69.3K Silk Road Bitcoins Move After 5 Years of Inactivity
Bitcoin worth roughly one billion US dollars has just been transferred after being locked for five years. The BTC is associated with the famous underground marketplace, Silk Road.
Recently, hackers have been salivating to get control of the wallet, holding 69,370 BTCs. However, it’s unclear whether the transfer has been initiated by the wallet’s rightful owner or by a malicious actor.
1 BTC to test, 69,369 to Move
According to CipherTrace, a digital currency company researching, among other things, the movement of cryptocurrency, the funds were moved in separate transactions. The firm also noted that the BTC is worth close to one billion US dollars ($960,000,000). In what CipherTrace sees as testing the waters, the anonymous BTC user first sent a single Bitcoin. Its success guided the bulk transfer.
The darknet marketplace was brought to a halt in 2013. Since then, coins were on the move until 2015 when transactions involving the Silk Road Bitcoins stopped. Apart from BTC, the wallet also holds Bitcoin Satoshi Vision (BSV) and Bitcoin Cash (BCH) emanating from a hard fork. BCH is from the Bitcoin hard fork, while BSV is from the BCH hard fork.
Notably, for the last 24 months, hackers have been trying to get hold of the Silk Road Bitcoins. For Example, in September, a Twitter user claiming to have access to some information pertaining to the wallet, invited like-minded people in the crypto space to help dismantle the wallet to gain access to the millions worth of Bitcoin locked inside. Some in the space even added that the wallet’s password could be cracked with a super-powerful computer like a quantum computer.
Super Computers Aren’t Ready for the Job, for Now
Unfortunately, computing experts are divided on whether a quantum computer can successfully carry out the job. But, even with the disagreements, experts believe that the current breed of quantum computers cannot crack the cryptographic systems used by Bitcoin and other blockchains. But, this may change with the next generation of quantum computers.

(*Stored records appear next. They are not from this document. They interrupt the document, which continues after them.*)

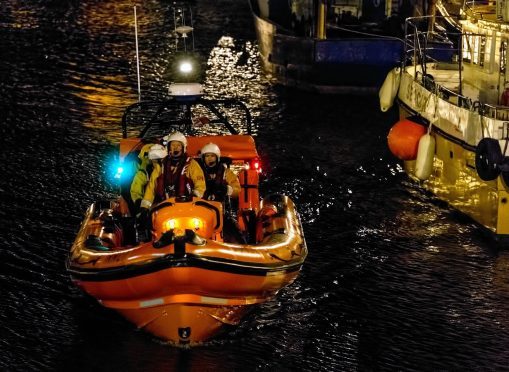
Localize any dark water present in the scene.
[0,0,509,371]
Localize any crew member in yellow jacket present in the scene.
[130,143,168,214]
[141,132,206,208]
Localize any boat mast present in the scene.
[316,0,327,40]
[134,5,141,102]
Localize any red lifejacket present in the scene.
[154,154,193,202]
[500,88,509,106]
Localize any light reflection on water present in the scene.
[0,0,509,371]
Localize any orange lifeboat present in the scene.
[67,91,307,346]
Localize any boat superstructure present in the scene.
[380,1,509,238]
[249,0,404,94]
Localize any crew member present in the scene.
[130,143,168,214]
[141,132,205,208]
[200,142,240,201]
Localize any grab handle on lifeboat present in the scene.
[194,200,221,229]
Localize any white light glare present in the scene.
[179,62,193,74]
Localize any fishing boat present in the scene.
[379,1,509,241]
[66,3,307,347]
[249,0,406,94]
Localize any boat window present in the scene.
[500,40,507,74]
[479,35,486,67]
[463,34,475,62]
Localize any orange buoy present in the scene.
[387,119,426,160]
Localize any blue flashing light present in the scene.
[114,166,124,179]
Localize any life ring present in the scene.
[475,138,504,181]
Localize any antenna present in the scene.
[134,5,141,102]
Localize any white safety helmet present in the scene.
[163,132,187,152]
[138,143,152,161]
[148,144,168,160]
[200,142,221,161]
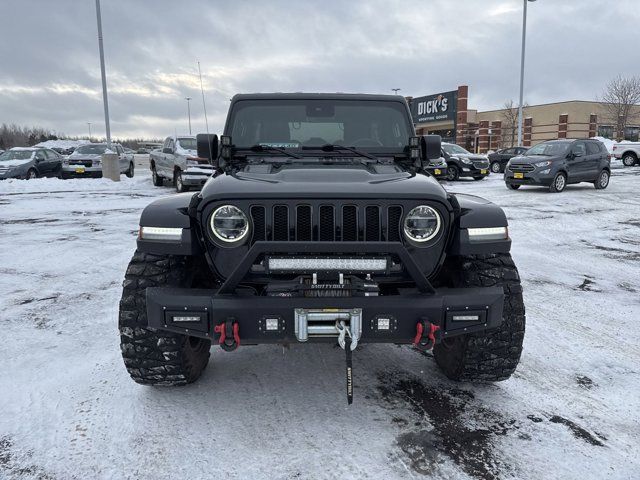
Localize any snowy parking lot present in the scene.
[0,167,640,480]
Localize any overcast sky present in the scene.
[0,0,640,137]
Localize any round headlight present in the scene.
[209,205,249,244]
[404,205,441,243]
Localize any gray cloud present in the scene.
[0,0,640,136]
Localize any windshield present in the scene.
[227,99,413,152]
[442,144,471,155]
[0,150,33,162]
[525,142,571,156]
[73,144,107,155]
[178,138,198,150]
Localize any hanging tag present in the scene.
[344,337,353,405]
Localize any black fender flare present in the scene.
[447,194,511,255]
[138,193,203,255]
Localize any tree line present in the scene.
[0,123,162,150]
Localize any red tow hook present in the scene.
[413,319,440,350]
[213,319,240,352]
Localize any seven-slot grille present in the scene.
[250,203,403,242]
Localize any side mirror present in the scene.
[196,133,218,165]
[420,135,442,161]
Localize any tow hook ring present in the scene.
[213,319,240,352]
[413,318,440,350]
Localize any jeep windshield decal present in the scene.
[226,98,413,158]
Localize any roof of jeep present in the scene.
[231,92,405,102]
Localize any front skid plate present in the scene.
[147,287,504,345]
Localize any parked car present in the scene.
[149,136,214,192]
[488,147,528,173]
[118,93,525,398]
[423,157,447,180]
[504,139,611,192]
[442,143,489,181]
[0,147,64,180]
[613,142,640,167]
[62,143,135,178]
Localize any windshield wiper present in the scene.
[302,143,378,160]
[238,144,302,158]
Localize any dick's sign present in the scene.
[411,90,458,123]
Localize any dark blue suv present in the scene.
[504,139,611,192]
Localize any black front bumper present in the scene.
[147,287,504,344]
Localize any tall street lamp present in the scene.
[184,97,191,135]
[518,0,536,147]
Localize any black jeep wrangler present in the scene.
[119,93,525,402]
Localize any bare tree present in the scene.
[601,75,640,140]
[500,100,527,148]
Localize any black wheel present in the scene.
[622,153,638,167]
[549,172,567,193]
[433,254,525,382]
[118,252,211,385]
[173,170,189,193]
[151,166,164,187]
[593,170,611,190]
[447,165,460,182]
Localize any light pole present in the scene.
[184,97,191,135]
[518,0,536,147]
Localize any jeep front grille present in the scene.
[249,203,403,243]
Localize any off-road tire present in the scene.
[447,165,460,182]
[433,254,525,382]
[593,170,611,190]
[622,153,638,167]
[118,251,211,385]
[151,166,164,187]
[549,172,567,193]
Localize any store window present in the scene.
[598,125,615,138]
[624,127,640,142]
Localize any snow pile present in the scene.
[36,140,90,149]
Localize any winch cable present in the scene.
[336,320,355,405]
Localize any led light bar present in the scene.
[140,227,182,242]
[269,258,387,272]
[468,227,509,242]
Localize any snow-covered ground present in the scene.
[0,168,640,480]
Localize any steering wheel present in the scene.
[350,138,382,147]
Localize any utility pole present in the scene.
[184,97,191,135]
[518,0,536,147]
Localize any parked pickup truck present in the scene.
[613,142,640,167]
[149,136,214,192]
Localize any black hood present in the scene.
[202,164,447,203]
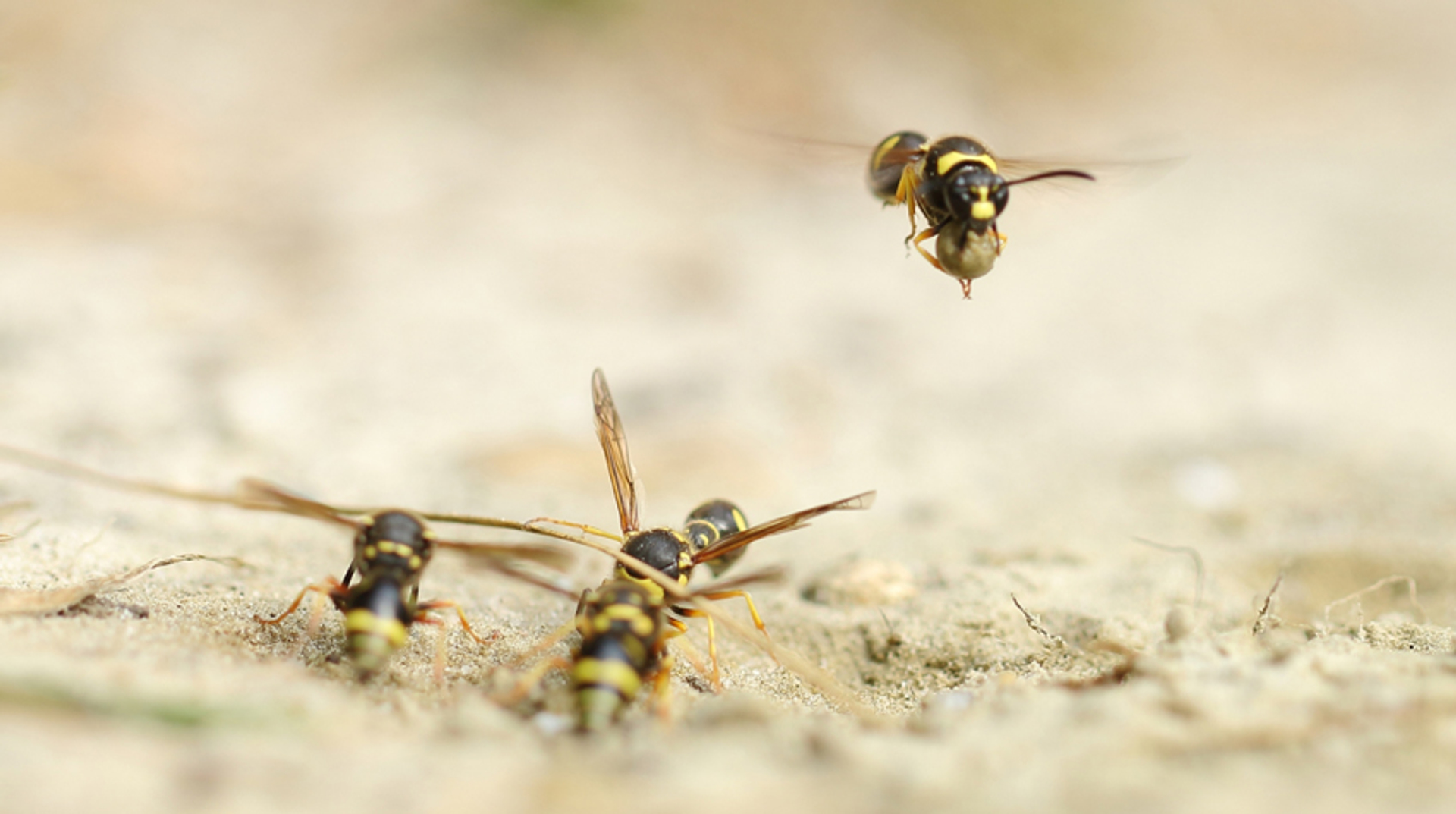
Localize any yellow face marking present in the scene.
[344,607,410,649]
[571,658,642,697]
[935,152,1000,174]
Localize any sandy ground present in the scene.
[0,0,1456,814]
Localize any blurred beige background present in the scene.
[0,0,1456,811]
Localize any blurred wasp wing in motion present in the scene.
[592,367,639,536]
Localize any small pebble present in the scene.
[804,559,918,606]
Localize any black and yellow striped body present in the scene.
[571,580,665,731]
[682,499,748,577]
[335,511,434,678]
[868,130,929,204]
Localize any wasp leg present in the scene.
[415,599,500,645]
[703,591,779,675]
[521,517,622,543]
[253,577,348,658]
[915,226,945,271]
[511,619,576,668]
[663,620,722,692]
[415,613,446,687]
[652,652,673,724]
[896,165,916,244]
[253,577,348,624]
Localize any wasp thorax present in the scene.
[687,499,748,551]
[622,529,692,580]
[686,499,748,575]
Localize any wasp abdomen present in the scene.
[868,130,929,203]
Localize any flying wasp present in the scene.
[868,131,1097,300]
[0,445,570,680]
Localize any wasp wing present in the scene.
[690,567,789,599]
[693,492,875,565]
[592,367,638,534]
[237,478,366,530]
[435,539,573,570]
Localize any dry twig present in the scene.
[0,553,242,616]
[1325,574,1429,624]
[1254,570,1287,636]
[1010,594,1067,646]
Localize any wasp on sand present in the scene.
[0,445,570,680]
[868,131,1097,300]
[454,370,875,731]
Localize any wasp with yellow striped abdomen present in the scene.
[243,480,565,678]
[529,370,875,684]
[0,445,570,678]
[868,131,1095,300]
[568,570,782,733]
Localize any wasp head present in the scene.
[945,163,1010,234]
[354,511,434,584]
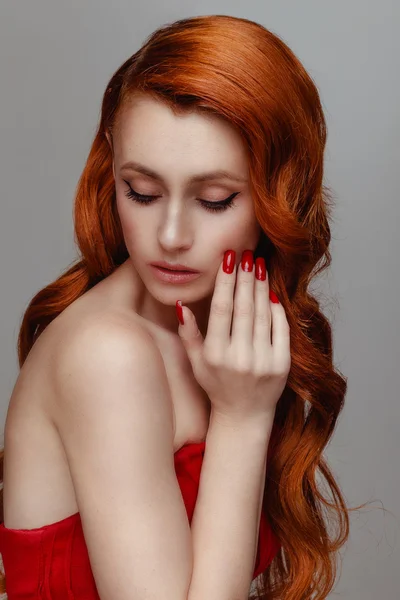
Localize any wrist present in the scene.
[209,408,276,438]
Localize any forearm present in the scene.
[188,412,273,600]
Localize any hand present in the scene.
[177,251,291,422]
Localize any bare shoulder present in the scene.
[49,311,175,435]
[44,316,193,600]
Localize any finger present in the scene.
[204,251,236,353]
[231,250,255,351]
[253,256,272,356]
[270,302,291,371]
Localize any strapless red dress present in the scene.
[0,442,280,600]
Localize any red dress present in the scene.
[0,442,280,600]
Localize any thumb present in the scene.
[176,300,204,367]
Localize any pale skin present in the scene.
[106,99,290,600]
[4,91,290,600]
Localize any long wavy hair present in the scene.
[0,15,368,600]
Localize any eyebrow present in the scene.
[120,161,247,183]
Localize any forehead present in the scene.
[113,95,247,174]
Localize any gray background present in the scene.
[0,0,400,600]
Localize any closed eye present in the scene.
[123,180,240,212]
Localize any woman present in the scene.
[0,15,358,600]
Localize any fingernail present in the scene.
[222,250,236,273]
[269,290,280,304]
[256,256,267,281]
[175,300,185,325]
[242,250,253,273]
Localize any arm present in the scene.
[52,319,193,600]
[188,412,274,600]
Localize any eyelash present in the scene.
[124,180,240,212]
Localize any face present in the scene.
[108,95,261,328]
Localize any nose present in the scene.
[158,209,193,254]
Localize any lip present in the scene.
[150,265,200,283]
[151,261,199,273]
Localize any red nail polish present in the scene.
[269,290,280,304]
[256,256,267,281]
[175,300,185,325]
[242,250,253,272]
[222,250,236,273]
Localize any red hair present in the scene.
[0,15,368,600]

However, even without the help of a quantum computer, CipherTrace is not entirely ruling out the possibility of hackers getting hold of the Silk Road Bitcoins.
According to the firm, either the hackers have succeeded, or the coins’ owner moved the funds to “most likely,” “switch between address formats.” Note that the original Bitcoin addresses didn’t have segwit functionalities. And, since the previous wallet holding the Bitcoins is a legacy address, the anonymous Bitcoin user may have moved the funds to the latest Bitcoin address with segwit features.